Hoffe ich hab niemanden vergessen...
Doch, die Leder und Laufkäfer noch...
Vg Monika


----------



## wander-falke (25. Apr. 2017)

Hallo Alle Zünschlergeschädigten.

DAS => 





troll20 schrieb:


> Hab da gerade was zu Gefunden evtl. hilft es ja????


 ist der Bazillus der auch unter dem Markennamen Xen-Tari Verkauft wird.

Jetzt nach drei Wochen habe ich , vielleicht 99 % der Raupen erwischt.
Nur noch einige schwarze Hüllen hängen in den ehemaligen Gespinnen.
... und ab und zu finde ich eine kleine die überlebt hab
Ansonsten beginnen alle Büchsen wieder fleisi zu treiben.

Also für mich definitiv die richtige Wahl.
Nur; bitte nicht von Neudorff kaufen. Die verkaufen 5 gramm für ca 5 Euro. Das ist für einen  100 m² Vorgarten besitzer vieleicht noch tragbar, aber in meinem Fall ein NoGo.
500 gr Granulat für 36 Euro beim Österreicher.........


----------



## wander-falke (14. Apr. 2019)

kurzes Update,für alle Interessierten

2018 zweimal B.t. gespritzt, einmal zu Beginn der Vegetationsperiode, da saßen schon einige kleine Raupen drin.
_- aber nicht mehr lange!_
dann zu Ende September nochmal, rein prophylaktisch.

2019 noch nicht gespritzt

Fazit: Alles im grünen Bereich. Kein Befall.
_

- Ehrlicherweise muss ich auch im Kontext zu diesem Thread dazusagen dass :
     a: bei diesen sibirischen Temperaturen sicher keine Raupe aus ihrem Gespinnst kommen wird.
     b: für mcih nicht nachprüfbar ist ob zwischenzeitlich der BB- Zünsler auf dem Speiseplan der heimischen Vögel steht
     c: nicht vielleicht die großflächigen Stechmückenbekämpfungen in der Rheinebene , die den gleichen B-t. verwenden , Auswirkungen zeigt.


_


----------



## Alfii147 (14. Apr. 2019)

Hallo,

wir hatten Ende 2017 das erste mal Buchsbaumzünsler ..
Zuvor noch nie gesehen! 2018 ging es weiter, einmal im Frühjahr und einmal im Sommer.

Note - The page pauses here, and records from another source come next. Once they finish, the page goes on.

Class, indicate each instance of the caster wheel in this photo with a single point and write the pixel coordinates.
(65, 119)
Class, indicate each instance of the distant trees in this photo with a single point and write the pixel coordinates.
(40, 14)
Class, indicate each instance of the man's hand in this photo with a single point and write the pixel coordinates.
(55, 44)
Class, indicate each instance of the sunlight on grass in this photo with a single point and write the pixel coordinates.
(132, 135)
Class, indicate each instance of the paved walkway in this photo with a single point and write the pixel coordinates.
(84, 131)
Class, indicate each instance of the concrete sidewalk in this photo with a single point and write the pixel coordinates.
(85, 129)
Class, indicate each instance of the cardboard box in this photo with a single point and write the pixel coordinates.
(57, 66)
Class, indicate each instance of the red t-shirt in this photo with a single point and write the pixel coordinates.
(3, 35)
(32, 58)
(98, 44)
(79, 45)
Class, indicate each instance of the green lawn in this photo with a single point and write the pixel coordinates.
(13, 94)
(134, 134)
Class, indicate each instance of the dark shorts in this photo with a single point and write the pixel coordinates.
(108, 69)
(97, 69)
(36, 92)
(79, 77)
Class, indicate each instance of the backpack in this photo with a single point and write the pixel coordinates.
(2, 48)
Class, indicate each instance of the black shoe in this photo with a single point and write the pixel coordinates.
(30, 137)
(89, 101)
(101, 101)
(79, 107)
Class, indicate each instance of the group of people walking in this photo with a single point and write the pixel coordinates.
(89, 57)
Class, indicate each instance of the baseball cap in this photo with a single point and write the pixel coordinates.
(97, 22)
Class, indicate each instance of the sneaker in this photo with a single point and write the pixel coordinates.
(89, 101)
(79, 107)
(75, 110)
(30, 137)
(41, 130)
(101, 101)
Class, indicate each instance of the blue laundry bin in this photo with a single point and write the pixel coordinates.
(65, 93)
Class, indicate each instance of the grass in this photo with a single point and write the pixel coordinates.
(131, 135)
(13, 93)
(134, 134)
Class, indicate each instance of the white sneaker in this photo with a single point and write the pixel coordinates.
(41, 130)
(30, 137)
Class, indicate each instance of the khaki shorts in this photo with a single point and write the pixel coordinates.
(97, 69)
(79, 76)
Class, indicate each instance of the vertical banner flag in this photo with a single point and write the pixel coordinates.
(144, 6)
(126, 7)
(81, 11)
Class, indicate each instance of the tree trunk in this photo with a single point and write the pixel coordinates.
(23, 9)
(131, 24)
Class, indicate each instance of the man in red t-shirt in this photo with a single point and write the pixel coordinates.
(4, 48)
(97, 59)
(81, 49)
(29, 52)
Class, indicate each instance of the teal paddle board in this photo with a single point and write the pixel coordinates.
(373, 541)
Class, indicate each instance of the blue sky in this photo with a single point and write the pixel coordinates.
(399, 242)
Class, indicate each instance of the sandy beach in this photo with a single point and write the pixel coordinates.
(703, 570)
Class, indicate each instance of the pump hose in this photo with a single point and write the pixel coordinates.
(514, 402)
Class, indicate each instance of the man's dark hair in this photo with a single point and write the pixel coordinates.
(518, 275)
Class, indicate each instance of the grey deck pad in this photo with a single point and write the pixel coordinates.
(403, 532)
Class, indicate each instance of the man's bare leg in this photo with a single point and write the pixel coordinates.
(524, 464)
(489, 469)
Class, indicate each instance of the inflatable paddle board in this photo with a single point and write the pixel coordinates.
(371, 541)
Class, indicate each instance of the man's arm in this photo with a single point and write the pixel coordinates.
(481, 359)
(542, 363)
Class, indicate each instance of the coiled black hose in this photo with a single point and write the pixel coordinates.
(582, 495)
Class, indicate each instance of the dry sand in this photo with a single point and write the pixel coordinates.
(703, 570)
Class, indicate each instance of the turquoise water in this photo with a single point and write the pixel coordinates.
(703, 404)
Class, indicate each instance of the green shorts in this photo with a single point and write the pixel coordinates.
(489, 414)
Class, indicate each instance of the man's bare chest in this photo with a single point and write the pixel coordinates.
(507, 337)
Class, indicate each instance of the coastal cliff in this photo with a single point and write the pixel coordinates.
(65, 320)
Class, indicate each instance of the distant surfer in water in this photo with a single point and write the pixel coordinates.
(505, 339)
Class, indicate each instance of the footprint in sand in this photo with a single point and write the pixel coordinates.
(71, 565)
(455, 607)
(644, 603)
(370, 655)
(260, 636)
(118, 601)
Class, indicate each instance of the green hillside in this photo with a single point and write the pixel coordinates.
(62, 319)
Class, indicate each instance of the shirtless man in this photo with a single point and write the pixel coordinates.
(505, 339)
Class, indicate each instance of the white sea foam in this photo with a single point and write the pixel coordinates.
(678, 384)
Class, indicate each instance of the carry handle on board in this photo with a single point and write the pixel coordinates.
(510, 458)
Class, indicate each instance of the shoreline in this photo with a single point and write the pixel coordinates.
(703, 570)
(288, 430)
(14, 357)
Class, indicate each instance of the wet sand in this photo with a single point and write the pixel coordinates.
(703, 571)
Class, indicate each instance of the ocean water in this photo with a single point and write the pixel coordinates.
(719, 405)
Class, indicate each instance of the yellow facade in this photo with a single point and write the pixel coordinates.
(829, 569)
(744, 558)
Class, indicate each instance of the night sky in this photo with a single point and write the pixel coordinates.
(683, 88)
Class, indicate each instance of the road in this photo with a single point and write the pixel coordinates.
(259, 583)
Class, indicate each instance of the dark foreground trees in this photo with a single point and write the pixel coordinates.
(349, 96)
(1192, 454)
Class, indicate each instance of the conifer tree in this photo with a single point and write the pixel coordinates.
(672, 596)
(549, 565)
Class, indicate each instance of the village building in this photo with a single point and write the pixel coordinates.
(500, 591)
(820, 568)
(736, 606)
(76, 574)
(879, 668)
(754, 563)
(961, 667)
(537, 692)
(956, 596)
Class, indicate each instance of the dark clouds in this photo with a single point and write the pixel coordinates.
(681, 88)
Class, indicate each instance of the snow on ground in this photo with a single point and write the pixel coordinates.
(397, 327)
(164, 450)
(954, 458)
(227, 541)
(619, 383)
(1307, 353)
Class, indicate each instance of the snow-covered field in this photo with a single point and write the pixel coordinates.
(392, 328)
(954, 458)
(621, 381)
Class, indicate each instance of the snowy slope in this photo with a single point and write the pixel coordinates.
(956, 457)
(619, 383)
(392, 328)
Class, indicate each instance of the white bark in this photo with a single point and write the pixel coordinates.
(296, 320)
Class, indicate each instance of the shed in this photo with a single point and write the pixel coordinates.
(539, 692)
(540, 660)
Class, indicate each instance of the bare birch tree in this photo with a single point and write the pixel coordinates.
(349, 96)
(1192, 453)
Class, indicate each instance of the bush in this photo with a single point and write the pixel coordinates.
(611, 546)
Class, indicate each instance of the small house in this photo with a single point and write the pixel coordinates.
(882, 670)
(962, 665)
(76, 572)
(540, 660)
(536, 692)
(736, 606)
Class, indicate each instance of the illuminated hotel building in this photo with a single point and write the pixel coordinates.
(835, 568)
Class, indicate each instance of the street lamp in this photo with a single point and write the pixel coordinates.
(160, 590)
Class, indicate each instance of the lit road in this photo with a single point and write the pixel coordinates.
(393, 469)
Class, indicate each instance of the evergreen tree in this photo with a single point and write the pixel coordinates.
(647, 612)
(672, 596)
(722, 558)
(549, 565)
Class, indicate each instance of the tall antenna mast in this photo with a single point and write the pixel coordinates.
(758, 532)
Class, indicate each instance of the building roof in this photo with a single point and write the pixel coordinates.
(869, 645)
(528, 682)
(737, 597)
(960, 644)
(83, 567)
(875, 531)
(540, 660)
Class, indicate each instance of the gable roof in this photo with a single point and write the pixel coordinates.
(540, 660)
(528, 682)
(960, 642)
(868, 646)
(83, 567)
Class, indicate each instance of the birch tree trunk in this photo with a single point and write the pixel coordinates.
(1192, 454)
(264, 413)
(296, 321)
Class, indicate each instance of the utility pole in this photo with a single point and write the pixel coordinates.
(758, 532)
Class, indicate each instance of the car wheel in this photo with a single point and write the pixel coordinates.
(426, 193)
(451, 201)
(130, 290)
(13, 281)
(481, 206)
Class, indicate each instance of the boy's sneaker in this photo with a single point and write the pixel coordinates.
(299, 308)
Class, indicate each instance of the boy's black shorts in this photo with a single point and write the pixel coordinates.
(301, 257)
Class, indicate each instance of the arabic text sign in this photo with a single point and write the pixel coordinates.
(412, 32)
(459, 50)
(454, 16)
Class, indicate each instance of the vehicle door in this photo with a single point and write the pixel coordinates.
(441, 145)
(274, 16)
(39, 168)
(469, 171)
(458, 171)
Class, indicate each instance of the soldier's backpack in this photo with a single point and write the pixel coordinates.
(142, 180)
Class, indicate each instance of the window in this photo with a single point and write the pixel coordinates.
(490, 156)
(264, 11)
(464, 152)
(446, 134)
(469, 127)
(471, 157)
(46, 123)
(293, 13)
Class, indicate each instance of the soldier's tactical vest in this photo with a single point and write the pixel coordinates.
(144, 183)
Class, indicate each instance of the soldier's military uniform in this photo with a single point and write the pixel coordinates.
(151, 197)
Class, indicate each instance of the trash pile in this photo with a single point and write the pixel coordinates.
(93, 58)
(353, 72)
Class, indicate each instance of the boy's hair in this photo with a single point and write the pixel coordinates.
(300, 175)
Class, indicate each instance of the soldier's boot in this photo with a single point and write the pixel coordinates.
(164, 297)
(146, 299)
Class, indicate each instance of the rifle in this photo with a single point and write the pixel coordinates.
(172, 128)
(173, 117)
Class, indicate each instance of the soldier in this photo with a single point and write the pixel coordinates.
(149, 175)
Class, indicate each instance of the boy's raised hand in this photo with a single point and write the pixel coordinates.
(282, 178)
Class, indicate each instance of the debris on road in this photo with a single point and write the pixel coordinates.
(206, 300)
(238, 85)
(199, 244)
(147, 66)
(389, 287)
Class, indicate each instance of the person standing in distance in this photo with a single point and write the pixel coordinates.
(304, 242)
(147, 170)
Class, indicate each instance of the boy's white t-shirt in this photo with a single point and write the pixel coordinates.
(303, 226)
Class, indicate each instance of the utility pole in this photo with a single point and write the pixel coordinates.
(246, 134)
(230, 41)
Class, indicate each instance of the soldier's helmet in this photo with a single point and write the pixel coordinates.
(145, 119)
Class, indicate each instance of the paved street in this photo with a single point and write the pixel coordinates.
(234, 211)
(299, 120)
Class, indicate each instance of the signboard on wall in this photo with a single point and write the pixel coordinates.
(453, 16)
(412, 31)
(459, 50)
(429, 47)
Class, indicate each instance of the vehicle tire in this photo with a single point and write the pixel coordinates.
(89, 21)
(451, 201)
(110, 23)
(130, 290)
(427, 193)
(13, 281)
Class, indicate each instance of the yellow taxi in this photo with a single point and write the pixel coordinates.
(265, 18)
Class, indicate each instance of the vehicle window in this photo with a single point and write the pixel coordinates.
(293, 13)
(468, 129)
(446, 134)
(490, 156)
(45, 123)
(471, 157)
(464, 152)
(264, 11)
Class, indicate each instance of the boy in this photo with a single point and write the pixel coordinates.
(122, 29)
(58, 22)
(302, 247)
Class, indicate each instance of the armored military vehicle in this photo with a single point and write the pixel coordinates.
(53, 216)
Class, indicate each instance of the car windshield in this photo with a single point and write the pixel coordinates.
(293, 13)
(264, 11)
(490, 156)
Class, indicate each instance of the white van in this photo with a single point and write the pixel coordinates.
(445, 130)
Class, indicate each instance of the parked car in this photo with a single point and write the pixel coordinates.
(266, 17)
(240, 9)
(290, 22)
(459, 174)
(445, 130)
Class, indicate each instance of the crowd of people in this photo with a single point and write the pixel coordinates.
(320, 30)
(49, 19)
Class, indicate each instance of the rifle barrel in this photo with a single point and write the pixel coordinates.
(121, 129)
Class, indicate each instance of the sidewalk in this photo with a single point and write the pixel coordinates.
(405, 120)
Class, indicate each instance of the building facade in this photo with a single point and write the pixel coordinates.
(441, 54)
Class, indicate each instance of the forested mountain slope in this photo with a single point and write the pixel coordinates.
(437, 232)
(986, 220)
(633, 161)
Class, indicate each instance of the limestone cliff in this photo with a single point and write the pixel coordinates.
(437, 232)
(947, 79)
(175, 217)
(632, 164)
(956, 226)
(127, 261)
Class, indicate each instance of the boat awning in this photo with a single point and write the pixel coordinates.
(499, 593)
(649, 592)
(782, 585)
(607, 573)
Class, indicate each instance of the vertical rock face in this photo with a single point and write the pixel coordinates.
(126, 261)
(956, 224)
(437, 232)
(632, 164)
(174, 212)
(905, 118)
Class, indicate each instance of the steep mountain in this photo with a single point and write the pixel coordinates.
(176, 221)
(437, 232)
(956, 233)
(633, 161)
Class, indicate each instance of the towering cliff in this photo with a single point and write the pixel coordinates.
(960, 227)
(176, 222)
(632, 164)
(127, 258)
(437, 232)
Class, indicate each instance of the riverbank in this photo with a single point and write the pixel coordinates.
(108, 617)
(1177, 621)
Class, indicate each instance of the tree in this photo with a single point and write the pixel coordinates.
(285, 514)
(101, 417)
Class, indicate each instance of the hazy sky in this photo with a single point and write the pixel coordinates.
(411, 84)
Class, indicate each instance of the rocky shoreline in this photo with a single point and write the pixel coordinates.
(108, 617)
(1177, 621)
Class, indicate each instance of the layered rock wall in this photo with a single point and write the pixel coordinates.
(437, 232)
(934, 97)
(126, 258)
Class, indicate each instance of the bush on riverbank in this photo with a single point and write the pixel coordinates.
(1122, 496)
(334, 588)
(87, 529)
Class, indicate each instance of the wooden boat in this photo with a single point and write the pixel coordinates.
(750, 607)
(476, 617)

Immer mit diesem Mittel hier: https://www.globus-baumarkt.de/neudorff-xentari-raupenfrei?fs=2133829384 behandelt.
Hat immer super gewirkt! Haben aber auch nur 2x Buchsbäume, welche allerdings sehr groß sind & nicht unbedingt kaputt gehen sollen.

Dieses Jahr, wurden noch keine neuen gesichtet.
Hoffe das bleibt auch erstmal so..


----------



## wander-falke (14. Apr. 2019)

Alfii147 schrieb:


> Immer mit diesem Mittel hier: https://www.globus-baumarkt.de/neudorff-xentari-raupenfrei?fs=2133829384 behandelt.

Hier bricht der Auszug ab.